Барон снова поклонился гостю в пояс и сказал:
— А и как же тебя, детинушка, по имени, по изотчеству? Как кликати, детинушка, себя повелишь?
— Какие вы… странные. Меня зовут Семен Яковлевич!
— А и женат ли ты? А и есть ли у тебя жена красна девица — душа, со теми ли со деточками-малодеточками?
— Да, я женат. Гм!.. Что это у вас, господа, такое унылое настроение?
Барон Шлиппенбах покачал головой и сказал:
— А и запала нам в душу кручинушка. Та ли кручинушка, печалушка. Бегут из того ли союза нашего люди ратные и торговые и прочий народ, сочинительствующий, аще скоро ни одному не остатися. Эх, да что там говорить!.. А и могу ли я гостя дорогого посадити за скатерть самобранную и угостити того ли гостя сбитнем нашим русским.
— А и угостите, — согласился гость.
— А и не почествовати ли гостюшку нашего ковшиком браги пенной?
— А и ловко придумано.
— То ли какую марку гость испить повелит?
— То ли брют-америкен.
— Дело! Эй, кравчий! А и тащи же ты сюда вина фряжского, того ли брют-америкену.
Подали шампанского. Когда вино запенилось в деревянных ковшах, барон Вурст встал и сказал:
— Не велите казнить, велите слово молвить!

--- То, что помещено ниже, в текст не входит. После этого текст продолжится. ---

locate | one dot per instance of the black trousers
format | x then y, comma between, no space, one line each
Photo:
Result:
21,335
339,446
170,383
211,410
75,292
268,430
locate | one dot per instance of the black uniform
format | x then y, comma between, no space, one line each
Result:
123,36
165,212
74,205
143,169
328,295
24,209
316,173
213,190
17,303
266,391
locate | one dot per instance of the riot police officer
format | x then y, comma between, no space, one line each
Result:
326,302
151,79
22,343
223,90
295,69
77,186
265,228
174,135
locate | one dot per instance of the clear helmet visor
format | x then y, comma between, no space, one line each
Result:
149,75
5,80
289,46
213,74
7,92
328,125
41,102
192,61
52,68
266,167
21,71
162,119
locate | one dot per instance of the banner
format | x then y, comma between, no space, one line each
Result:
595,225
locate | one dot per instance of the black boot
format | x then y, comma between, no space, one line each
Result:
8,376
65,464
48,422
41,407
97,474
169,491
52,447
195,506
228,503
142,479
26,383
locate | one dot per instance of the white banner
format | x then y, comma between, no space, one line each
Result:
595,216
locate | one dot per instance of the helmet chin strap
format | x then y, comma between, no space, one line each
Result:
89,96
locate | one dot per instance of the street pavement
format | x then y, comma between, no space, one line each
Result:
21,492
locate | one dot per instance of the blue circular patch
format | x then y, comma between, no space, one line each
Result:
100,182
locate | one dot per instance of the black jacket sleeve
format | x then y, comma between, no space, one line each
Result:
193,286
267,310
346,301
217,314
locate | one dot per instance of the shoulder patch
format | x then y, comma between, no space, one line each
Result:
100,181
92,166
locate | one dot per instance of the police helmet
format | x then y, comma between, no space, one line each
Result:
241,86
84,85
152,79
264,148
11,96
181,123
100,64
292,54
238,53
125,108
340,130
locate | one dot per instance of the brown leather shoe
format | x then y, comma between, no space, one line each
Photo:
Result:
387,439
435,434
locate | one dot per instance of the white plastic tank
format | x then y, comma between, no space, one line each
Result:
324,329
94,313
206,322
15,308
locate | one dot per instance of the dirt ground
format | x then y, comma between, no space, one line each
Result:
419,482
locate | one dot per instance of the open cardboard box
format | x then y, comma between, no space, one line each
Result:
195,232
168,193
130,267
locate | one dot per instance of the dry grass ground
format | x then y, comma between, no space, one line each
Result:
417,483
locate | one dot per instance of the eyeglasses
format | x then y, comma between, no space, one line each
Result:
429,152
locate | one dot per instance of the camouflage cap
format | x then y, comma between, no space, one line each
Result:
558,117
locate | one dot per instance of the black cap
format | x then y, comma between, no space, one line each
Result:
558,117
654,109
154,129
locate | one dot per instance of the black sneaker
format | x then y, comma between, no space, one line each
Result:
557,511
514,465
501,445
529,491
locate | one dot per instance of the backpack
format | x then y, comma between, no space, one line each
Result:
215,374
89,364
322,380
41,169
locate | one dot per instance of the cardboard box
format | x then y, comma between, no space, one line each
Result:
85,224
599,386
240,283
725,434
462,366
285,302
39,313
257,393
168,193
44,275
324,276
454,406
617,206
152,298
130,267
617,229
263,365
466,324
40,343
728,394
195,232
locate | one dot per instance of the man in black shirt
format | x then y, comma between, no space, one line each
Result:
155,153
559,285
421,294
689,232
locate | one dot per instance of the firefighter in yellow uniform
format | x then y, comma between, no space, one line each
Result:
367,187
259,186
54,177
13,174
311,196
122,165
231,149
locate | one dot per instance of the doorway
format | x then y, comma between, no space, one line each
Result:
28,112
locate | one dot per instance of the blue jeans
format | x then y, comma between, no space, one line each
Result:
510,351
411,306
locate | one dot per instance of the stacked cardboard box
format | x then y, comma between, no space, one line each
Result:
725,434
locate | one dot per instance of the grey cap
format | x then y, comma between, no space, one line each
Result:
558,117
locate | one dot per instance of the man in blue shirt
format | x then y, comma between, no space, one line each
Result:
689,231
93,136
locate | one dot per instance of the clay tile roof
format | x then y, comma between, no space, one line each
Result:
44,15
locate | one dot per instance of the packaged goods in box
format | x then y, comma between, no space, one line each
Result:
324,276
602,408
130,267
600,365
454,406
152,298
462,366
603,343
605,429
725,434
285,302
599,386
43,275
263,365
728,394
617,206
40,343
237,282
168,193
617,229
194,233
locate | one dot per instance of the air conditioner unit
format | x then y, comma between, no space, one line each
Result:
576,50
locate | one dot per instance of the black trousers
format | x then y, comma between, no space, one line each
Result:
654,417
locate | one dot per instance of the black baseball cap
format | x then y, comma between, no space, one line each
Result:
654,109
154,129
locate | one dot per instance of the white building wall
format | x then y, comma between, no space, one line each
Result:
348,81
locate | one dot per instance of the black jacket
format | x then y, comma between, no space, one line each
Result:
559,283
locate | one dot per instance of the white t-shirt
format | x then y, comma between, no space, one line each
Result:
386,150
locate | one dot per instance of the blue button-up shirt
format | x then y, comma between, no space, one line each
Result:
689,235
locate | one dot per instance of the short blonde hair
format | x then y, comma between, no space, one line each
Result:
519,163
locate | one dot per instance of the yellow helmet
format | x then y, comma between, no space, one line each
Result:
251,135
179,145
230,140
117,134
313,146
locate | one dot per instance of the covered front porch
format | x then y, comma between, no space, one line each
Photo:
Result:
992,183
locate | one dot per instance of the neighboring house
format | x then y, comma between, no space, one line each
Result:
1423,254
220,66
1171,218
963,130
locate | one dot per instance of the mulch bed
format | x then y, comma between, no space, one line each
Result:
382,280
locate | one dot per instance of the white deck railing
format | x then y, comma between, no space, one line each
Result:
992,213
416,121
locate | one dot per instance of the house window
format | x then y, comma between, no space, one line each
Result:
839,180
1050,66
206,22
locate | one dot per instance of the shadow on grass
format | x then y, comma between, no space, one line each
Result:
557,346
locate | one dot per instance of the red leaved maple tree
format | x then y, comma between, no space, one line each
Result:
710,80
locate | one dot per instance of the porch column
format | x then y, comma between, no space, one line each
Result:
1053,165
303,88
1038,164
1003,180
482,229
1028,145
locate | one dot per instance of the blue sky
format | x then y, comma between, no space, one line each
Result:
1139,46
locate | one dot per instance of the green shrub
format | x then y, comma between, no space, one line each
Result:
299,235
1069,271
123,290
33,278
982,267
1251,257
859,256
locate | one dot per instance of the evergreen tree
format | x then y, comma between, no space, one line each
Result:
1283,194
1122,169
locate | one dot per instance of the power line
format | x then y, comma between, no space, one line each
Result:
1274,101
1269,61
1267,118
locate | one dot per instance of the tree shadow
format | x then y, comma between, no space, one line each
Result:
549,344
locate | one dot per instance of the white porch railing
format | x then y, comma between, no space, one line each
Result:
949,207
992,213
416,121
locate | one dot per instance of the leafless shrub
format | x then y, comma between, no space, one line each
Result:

— Не бойся, не казним! Жарь дальше.
— То не заря в небе разгоралася, то не ратные полки на ворога нехрещенного двинулись! То я, барон Вурст, пью за то, чтобы матушка наша Россия была искони национальной и свято блюла те ли заветы старинные! А и крепка еще матушка наша Россия русским духом! А и подниму я свою ендову, выпью ее единым духом за нашу матушку и скажу то ли слово вещее: канун да ладан…
— То ли дурак ты, братец. При чем тут канун да ладан?.. Раз немец, не суйся говорить. Нетто это к месту?